The Financial Crimes Enforcement Network has announced that its Rapid Response Program has interdicted nearly $2 billion in fraudulent wire transfers on behalf of US victims of cyber-enabled fraud.
The programme, which operates as a coordination mechanism between FinCEN, the FBI’s Internet Crime Complaint Center (IC3), and US financial institutions, works by alerting receiving banks to freeze suspected fraud proceeds within hours of a victim report. When a victim reports a fraudulent wire transfer to IC3, FinCEN issues an alert to the receiving financial institution, which can then place a hold on the funds before they are withdrawn or transferred onward.
The $2 billion milestone reflects cumulative interdictions since the programme’s inception. The announcement comes alongside two other FinCEN initiatives from April 2026: a proposed rule to implement the GENIUS Act’s stablecoin anti-money-laundering requirements, and a proposed rule to reform financial institution AML/CFT programmes.
What an investigator sees
The Rapid Response Program is one of the more effective but least publicised tools in the US financial crime enforcement arsenal. Its success depends on speed — the window between a fraudulent wire transfer and the point at which the funds become unrecoverable is typically hours, not days. The programme’s value is in compressing the response time from the weeks that a traditional SAR filing requires to the hours that a real-time freeze demands.
The $2 billion figure is significant because it represents money that was actually saved — funds that would otherwise have been lost to business email compromise, romance scams, investment fraud, and other cyber-enabled schemes. In a landscape where enforcement actions often measure penalties imposed rather than harm prevented, the Rapid Response Program measures the right thing: victim money recovered.
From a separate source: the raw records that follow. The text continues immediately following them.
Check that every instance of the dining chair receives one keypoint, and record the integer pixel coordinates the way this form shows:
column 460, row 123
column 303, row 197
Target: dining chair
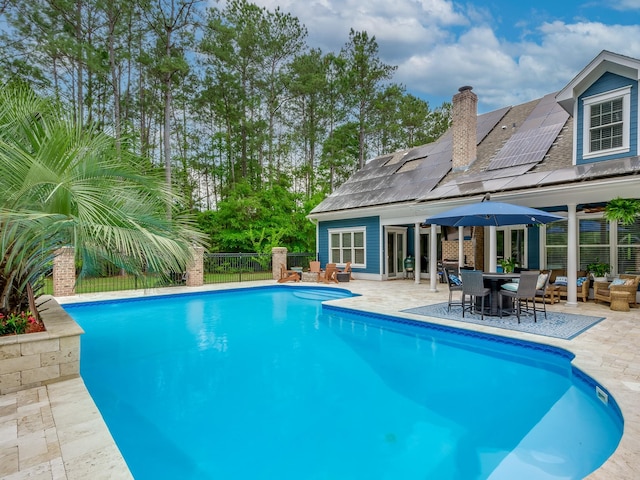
column 525, row 291
column 473, row 287
column 455, row 285
column 541, row 289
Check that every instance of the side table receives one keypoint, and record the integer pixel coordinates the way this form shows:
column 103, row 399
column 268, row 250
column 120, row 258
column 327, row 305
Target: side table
column 619, row 301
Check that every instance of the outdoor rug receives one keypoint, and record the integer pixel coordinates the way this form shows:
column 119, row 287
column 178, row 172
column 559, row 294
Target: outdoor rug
column 557, row 324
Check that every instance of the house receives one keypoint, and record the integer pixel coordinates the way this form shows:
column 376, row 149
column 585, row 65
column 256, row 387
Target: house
column 569, row 152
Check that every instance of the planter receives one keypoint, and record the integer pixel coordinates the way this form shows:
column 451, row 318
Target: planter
column 34, row 359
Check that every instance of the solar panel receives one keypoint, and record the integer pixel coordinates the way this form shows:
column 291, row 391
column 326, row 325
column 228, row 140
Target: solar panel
column 534, row 138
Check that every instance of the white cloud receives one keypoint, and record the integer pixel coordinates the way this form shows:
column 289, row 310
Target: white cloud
column 440, row 45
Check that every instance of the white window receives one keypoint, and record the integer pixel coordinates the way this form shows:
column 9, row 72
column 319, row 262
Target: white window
column 606, row 123
column 348, row 245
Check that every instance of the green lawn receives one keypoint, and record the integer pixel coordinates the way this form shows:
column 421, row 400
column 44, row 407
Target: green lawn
column 127, row 282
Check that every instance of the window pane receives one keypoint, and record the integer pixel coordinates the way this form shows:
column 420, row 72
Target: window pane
column 346, row 240
column 557, row 233
column 358, row 239
column 593, row 254
column 557, row 257
column 629, row 248
column 594, row 231
column 335, row 240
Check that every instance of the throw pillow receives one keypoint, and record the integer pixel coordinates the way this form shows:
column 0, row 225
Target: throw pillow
column 542, row 278
column 512, row 286
column 617, row 281
column 561, row 281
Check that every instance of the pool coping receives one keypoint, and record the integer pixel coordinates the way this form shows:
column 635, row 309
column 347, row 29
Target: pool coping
column 77, row 441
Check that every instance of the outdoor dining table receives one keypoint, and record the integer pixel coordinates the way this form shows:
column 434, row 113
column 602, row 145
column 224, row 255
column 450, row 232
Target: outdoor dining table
column 494, row 281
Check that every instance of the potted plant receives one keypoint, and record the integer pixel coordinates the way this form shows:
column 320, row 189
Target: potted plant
column 622, row 210
column 599, row 270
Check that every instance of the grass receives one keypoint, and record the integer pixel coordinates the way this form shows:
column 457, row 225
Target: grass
column 127, row 282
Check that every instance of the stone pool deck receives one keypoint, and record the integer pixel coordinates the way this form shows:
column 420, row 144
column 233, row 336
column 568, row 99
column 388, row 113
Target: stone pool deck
column 56, row 432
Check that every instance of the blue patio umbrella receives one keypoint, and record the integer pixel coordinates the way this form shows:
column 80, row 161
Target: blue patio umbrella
column 492, row 213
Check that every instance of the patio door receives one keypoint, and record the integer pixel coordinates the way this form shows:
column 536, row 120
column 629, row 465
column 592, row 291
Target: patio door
column 512, row 243
column 396, row 250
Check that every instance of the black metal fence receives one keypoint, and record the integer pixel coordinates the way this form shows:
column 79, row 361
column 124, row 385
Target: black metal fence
column 218, row 268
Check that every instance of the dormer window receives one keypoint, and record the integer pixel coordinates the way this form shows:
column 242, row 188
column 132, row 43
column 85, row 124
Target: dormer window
column 607, row 123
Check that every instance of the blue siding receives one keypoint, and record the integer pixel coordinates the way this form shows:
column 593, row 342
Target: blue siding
column 372, row 225
column 606, row 83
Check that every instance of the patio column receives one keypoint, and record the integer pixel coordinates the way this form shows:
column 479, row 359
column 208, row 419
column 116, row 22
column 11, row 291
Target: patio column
column 417, row 257
column 278, row 260
column 572, row 256
column 195, row 269
column 460, row 247
column 493, row 249
column 433, row 258
column 64, row 272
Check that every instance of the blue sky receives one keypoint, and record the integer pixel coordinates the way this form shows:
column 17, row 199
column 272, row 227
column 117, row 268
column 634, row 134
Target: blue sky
column 510, row 51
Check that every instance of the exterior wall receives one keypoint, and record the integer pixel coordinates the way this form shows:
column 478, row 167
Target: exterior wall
column 372, row 225
column 608, row 82
column 36, row 359
column 534, row 259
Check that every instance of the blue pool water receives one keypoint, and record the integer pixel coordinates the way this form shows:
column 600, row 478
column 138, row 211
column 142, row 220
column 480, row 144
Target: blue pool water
column 265, row 383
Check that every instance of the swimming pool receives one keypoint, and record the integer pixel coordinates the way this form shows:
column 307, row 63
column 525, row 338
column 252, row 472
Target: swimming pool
column 265, row 383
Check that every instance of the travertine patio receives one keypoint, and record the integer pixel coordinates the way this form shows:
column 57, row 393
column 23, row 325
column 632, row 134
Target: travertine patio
column 56, row 432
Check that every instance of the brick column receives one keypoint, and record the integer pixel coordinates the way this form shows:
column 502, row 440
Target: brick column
column 64, row 272
column 195, row 270
column 278, row 260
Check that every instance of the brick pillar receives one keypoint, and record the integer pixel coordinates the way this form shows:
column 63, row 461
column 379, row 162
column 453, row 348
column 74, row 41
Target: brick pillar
column 278, row 260
column 195, row 269
column 464, row 120
column 64, row 272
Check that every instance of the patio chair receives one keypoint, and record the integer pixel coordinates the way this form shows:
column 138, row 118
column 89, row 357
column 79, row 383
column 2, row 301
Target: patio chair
column 450, row 277
column 288, row 275
column 473, row 287
column 330, row 274
column 347, row 269
column 542, row 289
column 314, row 267
column 525, row 291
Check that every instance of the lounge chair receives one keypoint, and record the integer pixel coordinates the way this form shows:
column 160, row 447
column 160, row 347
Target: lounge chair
column 288, row 275
column 347, row 269
column 330, row 274
column 314, row 267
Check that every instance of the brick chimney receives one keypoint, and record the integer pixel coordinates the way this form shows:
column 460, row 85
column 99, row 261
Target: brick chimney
column 463, row 125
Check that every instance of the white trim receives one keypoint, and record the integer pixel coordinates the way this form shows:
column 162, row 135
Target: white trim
column 587, row 102
column 352, row 230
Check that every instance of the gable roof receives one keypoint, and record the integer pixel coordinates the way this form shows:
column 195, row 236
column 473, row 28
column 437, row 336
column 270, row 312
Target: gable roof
column 519, row 147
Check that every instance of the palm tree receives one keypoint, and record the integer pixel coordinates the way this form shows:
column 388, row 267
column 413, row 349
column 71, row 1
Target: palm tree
column 66, row 184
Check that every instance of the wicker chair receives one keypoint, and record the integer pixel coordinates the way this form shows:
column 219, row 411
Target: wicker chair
column 602, row 290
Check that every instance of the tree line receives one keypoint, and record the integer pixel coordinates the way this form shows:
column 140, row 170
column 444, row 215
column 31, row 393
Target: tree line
column 251, row 126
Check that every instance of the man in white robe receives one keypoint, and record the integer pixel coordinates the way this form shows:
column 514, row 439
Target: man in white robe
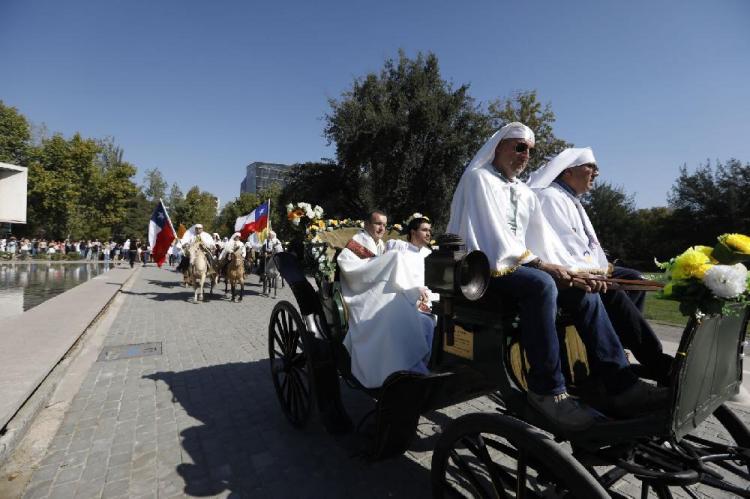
column 386, row 331
column 493, row 211
column 559, row 186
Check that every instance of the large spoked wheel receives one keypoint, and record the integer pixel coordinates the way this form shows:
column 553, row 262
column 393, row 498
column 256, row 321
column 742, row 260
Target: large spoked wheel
column 492, row 455
column 290, row 370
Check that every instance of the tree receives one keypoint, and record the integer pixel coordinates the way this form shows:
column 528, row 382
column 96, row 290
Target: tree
column 15, row 136
column 403, row 137
column 199, row 207
column 711, row 201
column 154, row 185
column 324, row 184
column 611, row 211
column 525, row 107
column 61, row 175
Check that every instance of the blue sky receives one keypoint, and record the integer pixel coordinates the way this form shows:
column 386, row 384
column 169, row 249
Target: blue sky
column 199, row 89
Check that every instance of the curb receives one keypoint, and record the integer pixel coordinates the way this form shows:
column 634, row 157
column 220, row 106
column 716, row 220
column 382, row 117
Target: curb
column 16, row 428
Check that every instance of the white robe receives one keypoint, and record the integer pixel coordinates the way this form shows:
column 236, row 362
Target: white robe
column 480, row 213
column 232, row 246
column 560, row 210
column 366, row 240
column 386, row 332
The programme’s limitation is structural: it only works for wire transfers within the US banking system. Crypto transfers, international wires that have already left US correspondent banks, and funds converted to cash are outside its reach. As fraud increasingly moves to cryptocurrency channels — where there is no centralised intermediary to receive a freeze alert — the programme’s coverage gap will widen unless similar mechanisms are built for digital asset transfers.